Ventiseienne morto nell’area delle giostre, novanta giorni per la verita’ sulla morte di Sakil

0
699

LIONI- Sara’ eseguito martedi’ pomeriggio l’esame medico legale sulla salma di Hossain Sakil, il ventiseienne bangladese deceduto lo scorso 29 maggio al Moscati di Avellino, dove era stato trasferito d’urgenza qualche giorno prima, quando era stato colpito dalla giostra Altalena e Barche Giganti nell’area 7 del Comune di Lioni e aveva rimediato un gravissimo trauma cranico, che ne ha determinato il decesso (ma lo stabilirà con certezza l’esame medico legale). Sulla base delle indagini eseguite dagli agenti del Commissariato della Polizia di Stato di Sant’Angelo dei Lombardi si sarebbe trattato di un infortunio mortale sul lavoro.

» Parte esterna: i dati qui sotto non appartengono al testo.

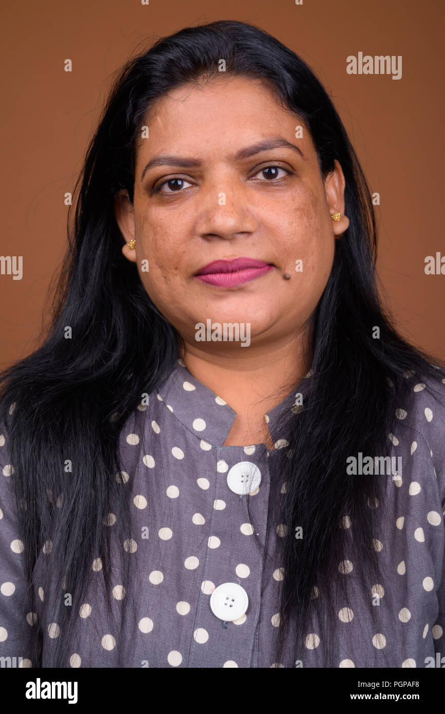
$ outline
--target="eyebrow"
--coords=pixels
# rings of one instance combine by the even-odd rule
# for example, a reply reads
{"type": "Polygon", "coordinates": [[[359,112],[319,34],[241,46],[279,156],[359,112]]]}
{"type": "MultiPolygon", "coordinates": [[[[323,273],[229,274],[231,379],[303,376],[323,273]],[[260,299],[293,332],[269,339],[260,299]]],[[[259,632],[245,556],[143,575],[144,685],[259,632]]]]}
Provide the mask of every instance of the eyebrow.
{"type": "MultiPolygon", "coordinates": [[[[237,151],[235,154],[229,158],[233,161],[238,161],[243,159],[249,159],[250,156],[255,156],[255,154],[260,154],[260,151],[270,151],[271,149],[292,149],[293,151],[297,151],[302,159],[306,161],[306,157],[305,156],[301,149],[296,146],[295,144],[291,144],[290,141],[287,141],[287,139],[283,139],[282,136],[277,136],[273,139],[263,139],[262,141],[257,141],[257,144],[253,144],[250,146],[246,146],[245,149],[240,149],[237,151]]],[[[182,166],[185,169],[195,168],[201,164],[201,161],[198,159],[185,159],[182,156],[173,156],[169,154],[163,154],[162,156],[155,156],[151,161],[148,161],[145,169],[142,172],[142,176],[140,180],[143,180],[143,177],[146,172],[150,169],[153,169],[155,166],[182,166]]]]}

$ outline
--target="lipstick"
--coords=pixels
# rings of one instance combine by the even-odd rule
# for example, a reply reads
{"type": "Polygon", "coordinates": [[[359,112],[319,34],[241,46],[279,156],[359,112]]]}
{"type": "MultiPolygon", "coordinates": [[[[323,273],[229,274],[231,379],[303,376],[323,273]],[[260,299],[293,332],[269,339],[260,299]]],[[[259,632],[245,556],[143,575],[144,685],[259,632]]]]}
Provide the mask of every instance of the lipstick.
{"type": "Polygon", "coordinates": [[[195,277],[200,283],[218,288],[231,288],[243,283],[250,283],[274,270],[275,266],[254,258],[235,258],[233,260],[219,260],[208,263],[201,268],[195,277]]]}

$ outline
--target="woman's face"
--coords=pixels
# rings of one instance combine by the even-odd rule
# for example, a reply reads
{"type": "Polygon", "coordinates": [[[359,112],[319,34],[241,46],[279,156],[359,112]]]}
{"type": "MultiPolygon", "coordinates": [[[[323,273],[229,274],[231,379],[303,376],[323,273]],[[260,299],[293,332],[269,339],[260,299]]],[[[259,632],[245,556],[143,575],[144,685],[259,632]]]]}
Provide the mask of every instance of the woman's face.
{"type": "Polygon", "coordinates": [[[327,282],[334,234],[349,225],[338,162],[324,181],[309,131],[296,138],[302,121],[248,79],[182,86],[145,119],[133,204],[121,194],[115,213],[123,254],[153,302],[194,349],[240,348],[196,341],[196,324],[208,319],[249,324],[251,349],[295,340],[327,282]],[[332,221],[334,211],[341,221],[332,221]],[[240,257],[272,267],[236,285],[196,277],[212,261],[240,257]]]}

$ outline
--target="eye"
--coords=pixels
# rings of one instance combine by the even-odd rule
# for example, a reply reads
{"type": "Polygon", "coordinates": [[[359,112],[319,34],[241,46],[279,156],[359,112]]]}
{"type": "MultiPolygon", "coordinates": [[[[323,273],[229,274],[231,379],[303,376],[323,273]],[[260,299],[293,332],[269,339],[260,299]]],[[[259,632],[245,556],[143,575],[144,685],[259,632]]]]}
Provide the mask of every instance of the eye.
{"type": "MultiPolygon", "coordinates": [[[[285,174],[287,175],[291,173],[287,169],[283,169],[282,166],[275,166],[271,165],[270,166],[264,166],[262,169],[260,169],[258,174],[262,174],[263,178],[266,178],[267,181],[270,181],[271,178],[283,178],[284,176],[278,176],[278,171],[284,171],[285,174]]],[[[258,176],[258,174],[255,175],[258,176]]]]}
{"type": "MultiPolygon", "coordinates": [[[[184,188],[184,183],[189,183],[189,181],[185,181],[185,178],[168,178],[168,181],[163,181],[160,183],[154,189],[153,193],[157,193],[159,191],[161,193],[175,193],[180,191],[181,188],[184,188]],[[163,186],[168,186],[170,191],[161,191],[161,188],[163,186]]],[[[191,186],[191,183],[190,184],[191,186]]]]}

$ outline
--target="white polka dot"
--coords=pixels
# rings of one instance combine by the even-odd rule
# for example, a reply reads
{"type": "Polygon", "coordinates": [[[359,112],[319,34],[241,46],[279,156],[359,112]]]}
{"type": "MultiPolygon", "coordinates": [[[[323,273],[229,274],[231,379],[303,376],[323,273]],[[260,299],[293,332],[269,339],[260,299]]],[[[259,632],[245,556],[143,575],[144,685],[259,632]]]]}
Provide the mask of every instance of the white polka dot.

Per questo motivo la Procura di Avellino ha iscritto nel registro degli indagati (prima per lesioni gravi e successivamente per omicidio colposo) il proprietario della giostra, un cinquantaduenne originario di Melfi, difeso dall’avvocato Fabio Tulimiero. L’accusa nei suoi confronti e’ di omicidio colposo e di una serie di violazioni alle norme antinfortunistiche. Le operazioni medico legali partiranno martedì e saranno condotte dal consulente della Procura Giovanni Zotti e dall’anestesista rianimatore Fernando Chiumiento. Novanta giorni per conoscere l’esito degli accertamenti disposti dalla Procura.